I did, and saw the woman-cats’ faces twisted in snarls of fear and amazement.
“As to why you died, I will speak of that—to him—on board the flier ... have we time. Now, go back. You find it easy to manifest yourself because he is weak and ill, but I must have him now, not you.
If you will not go, there are means.”
“Sieur-”
“Yes, Severian? Are you afraid? Have you entered such a contrivance before?”
“No,” I said. “But I am not afraid.”
“Do you recall your question about their power? It is true, in a sense. Their lift is supplied by the antimaterial equivalent of iron, held in a penning trap by magnetic fields. Since the anti-iron has a reversed magnetic structure, it is repelled by promagnetism. The builders of this flier have surrounded it with magnets, so that when it drifts from its position at the centre it enters a stronger field and is forced back.
On an antimaterial world, that iron would weigh as much as a boulder, but here on Urth it counters the weight of the promatter used in the construction of the flier. Do you follow me?”
“I believe so, Sieur.”
“The trouble is that it is beyond our technology to seal the chamber hermetically. Some atmosphere—a few moleculesis always creeping in through porosities in the welds, or by penetrating the insulation of the magnetic wires. Each such molecule neutralizes its equivalent in anti-iron and produces heat» and each time one does so, the flier loses an infinitesimal amount of lift. The only solution anyone has found is to keep fliers as high as possible, where there is effectively no air pressure.”
The flier was nosing down now, near enough for me to appreciate the beautiful sleekness of its lines.
It had precisely the shape of a cherry leaf.
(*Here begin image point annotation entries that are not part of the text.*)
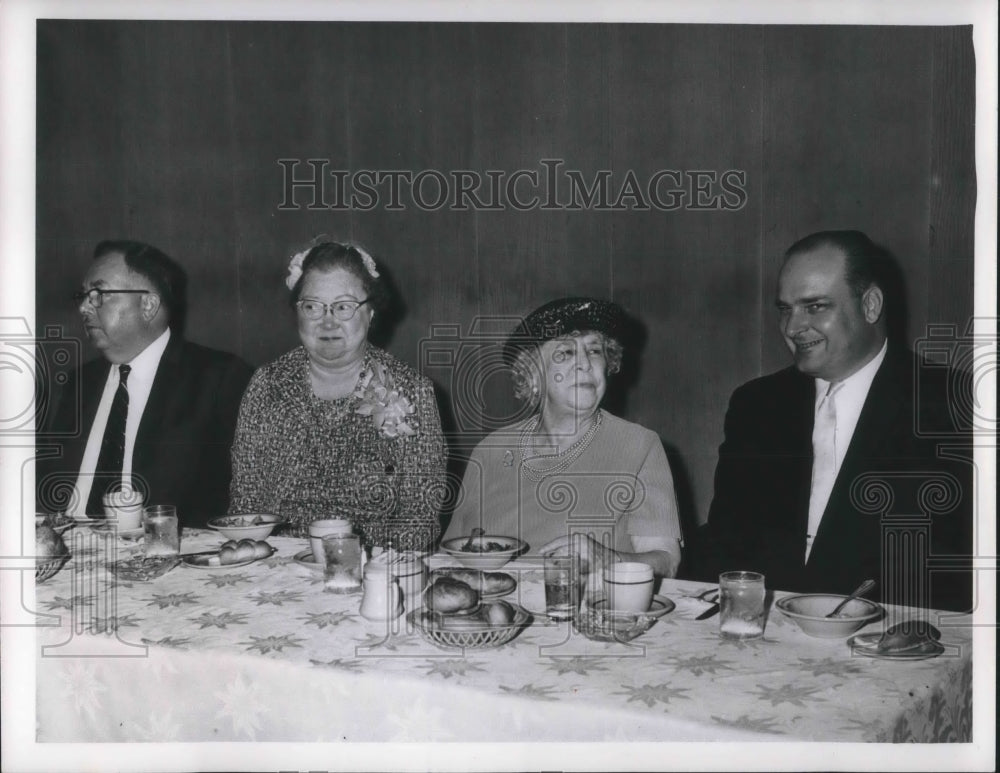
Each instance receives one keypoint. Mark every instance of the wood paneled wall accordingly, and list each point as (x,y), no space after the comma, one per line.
(171,133)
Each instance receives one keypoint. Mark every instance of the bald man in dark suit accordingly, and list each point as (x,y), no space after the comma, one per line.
(183,399)
(824,478)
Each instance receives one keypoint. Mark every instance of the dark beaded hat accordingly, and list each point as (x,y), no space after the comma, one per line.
(562,317)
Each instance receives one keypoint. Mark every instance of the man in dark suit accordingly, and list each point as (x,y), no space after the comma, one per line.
(825,477)
(180,403)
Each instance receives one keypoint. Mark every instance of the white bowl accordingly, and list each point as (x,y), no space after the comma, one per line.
(246,525)
(810,610)
(484,558)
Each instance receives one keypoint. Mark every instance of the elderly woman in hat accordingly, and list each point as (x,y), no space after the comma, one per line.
(572,477)
(338,428)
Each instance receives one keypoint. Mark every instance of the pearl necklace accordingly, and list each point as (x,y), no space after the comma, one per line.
(566,458)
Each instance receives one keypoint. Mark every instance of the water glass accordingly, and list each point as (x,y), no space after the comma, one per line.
(342,563)
(161,530)
(322,528)
(741,605)
(123,507)
(628,586)
(563,586)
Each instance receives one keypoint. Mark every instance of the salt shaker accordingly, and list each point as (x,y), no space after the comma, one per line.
(382,599)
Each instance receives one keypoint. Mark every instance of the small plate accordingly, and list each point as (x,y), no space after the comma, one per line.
(660,606)
(129,535)
(305,558)
(203,562)
(867,644)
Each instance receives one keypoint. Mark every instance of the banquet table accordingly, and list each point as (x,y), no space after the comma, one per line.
(263,653)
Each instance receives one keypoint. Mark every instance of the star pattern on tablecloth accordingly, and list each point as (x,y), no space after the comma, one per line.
(83,686)
(699,664)
(651,694)
(278,598)
(113,622)
(384,641)
(61,602)
(540,692)
(753,724)
(166,600)
(580,664)
(265,644)
(243,705)
(227,579)
(221,620)
(344,664)
(418,721)
(323,619)
(452,667)
(159,727)
(180,642)
(787,693)
(831,666)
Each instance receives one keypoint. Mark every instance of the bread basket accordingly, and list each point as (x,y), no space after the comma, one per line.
(48,568)
(485,637)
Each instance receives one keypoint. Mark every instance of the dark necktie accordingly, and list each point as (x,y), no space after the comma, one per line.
(108,474)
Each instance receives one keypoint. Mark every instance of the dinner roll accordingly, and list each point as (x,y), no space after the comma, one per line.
(497,582)
(450,595)
(497,613)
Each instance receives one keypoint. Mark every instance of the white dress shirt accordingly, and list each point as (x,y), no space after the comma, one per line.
(850,395)
(140,383)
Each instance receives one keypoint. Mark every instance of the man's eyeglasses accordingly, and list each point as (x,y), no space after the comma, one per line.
(342,310)
(96,296)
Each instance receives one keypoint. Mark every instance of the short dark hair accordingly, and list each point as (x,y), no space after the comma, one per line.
(328,255)
(865,262)
(165,275)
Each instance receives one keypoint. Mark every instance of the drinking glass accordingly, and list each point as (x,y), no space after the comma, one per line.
(628,586)
(563,586)
(741,605)
(342,567)
(161,530)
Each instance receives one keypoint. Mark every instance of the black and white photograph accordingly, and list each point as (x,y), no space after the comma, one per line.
(467,386)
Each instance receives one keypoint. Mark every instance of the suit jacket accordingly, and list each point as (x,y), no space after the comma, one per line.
(182,449)
(897,509)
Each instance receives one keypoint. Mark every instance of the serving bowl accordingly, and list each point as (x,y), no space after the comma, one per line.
(599,622)
(488,551)
(809,611)
(255,526)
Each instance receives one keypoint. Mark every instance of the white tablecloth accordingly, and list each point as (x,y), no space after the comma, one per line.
(262,653)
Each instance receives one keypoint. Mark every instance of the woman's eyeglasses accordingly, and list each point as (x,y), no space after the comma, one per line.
(96,295)
(342,310)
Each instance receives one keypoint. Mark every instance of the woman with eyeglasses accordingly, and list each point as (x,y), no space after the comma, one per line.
(338,428)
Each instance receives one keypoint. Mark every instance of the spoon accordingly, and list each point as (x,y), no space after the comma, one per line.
(861,590)
(477,532)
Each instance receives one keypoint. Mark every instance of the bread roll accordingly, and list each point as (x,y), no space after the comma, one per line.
(497,582)
(450,595)
(497,613)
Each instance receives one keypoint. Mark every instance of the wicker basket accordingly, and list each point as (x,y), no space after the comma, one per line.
(485,637)
(46,569)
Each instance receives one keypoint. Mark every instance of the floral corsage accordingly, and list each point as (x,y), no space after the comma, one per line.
(387,406)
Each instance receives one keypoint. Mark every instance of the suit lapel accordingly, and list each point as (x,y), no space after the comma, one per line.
(879,415)
(160,395)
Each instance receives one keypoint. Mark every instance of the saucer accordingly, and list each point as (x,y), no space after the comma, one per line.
(660,606)
(867,644)
(305,558)
(205,562)
(129,535)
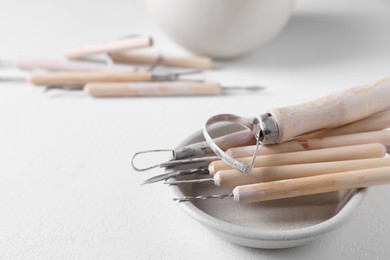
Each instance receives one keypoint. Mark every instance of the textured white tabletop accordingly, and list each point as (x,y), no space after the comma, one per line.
(66,187)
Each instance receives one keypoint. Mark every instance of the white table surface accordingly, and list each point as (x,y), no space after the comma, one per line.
(67,190)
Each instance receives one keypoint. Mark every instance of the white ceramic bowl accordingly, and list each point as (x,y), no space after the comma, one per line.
(273,224)
(221,28)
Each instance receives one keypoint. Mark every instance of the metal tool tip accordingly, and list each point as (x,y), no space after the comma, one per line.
(141,169)
(203,197)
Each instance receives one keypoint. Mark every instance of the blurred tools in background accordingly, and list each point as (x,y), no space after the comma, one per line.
(113,69)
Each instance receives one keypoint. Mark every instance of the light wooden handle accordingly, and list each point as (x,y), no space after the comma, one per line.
(179,88)
(54,65)
(202,63)
(382,137)
(353,152)
(233,178)
(311,185)
(375,122)
(79,79)
(333,110)
(112,46)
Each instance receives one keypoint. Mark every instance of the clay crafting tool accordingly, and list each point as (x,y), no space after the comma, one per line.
(202,63)
(119,45)
(303,186)
(233,178)
(24,63)
(284,124)
(382,137)
(243,138)
(353,152)
(179,88)
(79,79)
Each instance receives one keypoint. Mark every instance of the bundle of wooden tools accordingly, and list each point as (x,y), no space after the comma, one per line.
(119,76)
(328,147)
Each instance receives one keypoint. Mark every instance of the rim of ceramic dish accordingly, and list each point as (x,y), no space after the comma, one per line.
(269,235)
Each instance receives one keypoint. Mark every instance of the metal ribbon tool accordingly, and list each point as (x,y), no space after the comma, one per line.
(283,124)
(357,110)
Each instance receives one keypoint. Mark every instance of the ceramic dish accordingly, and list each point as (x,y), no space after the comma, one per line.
(273,224)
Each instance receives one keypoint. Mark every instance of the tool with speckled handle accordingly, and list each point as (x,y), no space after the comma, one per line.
(233,178)
(352,152)
(112,46)
(382,137)
(179,88)
(333,110)
(311,185)
(79,79)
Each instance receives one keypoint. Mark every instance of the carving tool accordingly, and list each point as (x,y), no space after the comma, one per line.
(24,63)
(233,178)
(179,88)
(303,186)
(353,152)
(382,137)
(119,45)
(243,138)
(284,124)
(79,79)
(202,63)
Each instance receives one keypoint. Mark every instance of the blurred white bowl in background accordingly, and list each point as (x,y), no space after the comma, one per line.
(221,28)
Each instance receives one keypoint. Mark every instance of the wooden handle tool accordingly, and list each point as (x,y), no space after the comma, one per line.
(382,137)
(79,79)
(311,185)
(179,88)
(233,178)
(112,46)
(353,152)
(25,63)
(332,111)
(202,63)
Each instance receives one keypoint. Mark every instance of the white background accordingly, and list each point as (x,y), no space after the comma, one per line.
(66,187)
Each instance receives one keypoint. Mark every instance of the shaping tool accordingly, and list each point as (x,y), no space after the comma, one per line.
(79,79)
(179,88)
(25,63)
(352,152)
(244,138)
(303,186)
(284,124)
(119,45)
(202,63)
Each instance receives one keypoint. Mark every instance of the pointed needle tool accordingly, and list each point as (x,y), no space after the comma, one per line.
(165,176)
(203,197)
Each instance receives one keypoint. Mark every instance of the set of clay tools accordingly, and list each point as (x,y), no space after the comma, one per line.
(120,73)
(337,142)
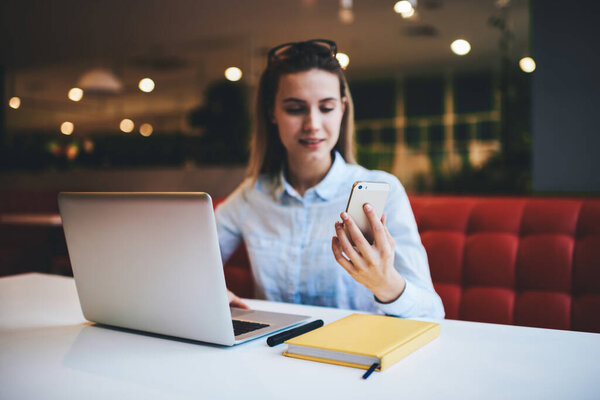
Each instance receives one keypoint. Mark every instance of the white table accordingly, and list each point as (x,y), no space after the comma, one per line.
(48,351)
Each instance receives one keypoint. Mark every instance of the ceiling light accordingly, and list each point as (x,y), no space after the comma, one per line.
(527,64)
(99,81)
(403,7)
(346,16)
(233,74)
(343,59)
(146,130)
(67,128)
(408,14)
(146,85)
(14,102)
(75,94)
(126,125)
(460,47)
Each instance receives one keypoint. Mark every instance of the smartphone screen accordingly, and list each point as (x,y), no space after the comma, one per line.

“I didn’t understand all of that,” I said. “But I would think the ropes would have to be immensely long to allow the fliers to float high enough to do any good, and that if the Ascian pentadactyls came over by night they would cut them and let the fliers drift away.”
The woman-cats smiled at that with tiny, secretive twitchings of their lips.
“The rope is only for landing. Without it, our flier would require sufficient distance for its forward speed to drive it down. Now, knowing we’re below, it drops its cable just as a man in a pond might extend his hand to someone who would pull him out. It has a mind of its own, you see. Not like Mamillian’s—a mind we have made for it, but enough of a mind to permit it to stay out of difficulties and come down when it receives our signal.”
The lower half of the flier was of opaque black metal, the upper half a dome so clear as to be nearly invisible—the same substance, I suppose, as the roof of the Botanic Gardens. A gun like the one the mammoth had carried thrust out from the stem, and another twice as large protruded from the bow.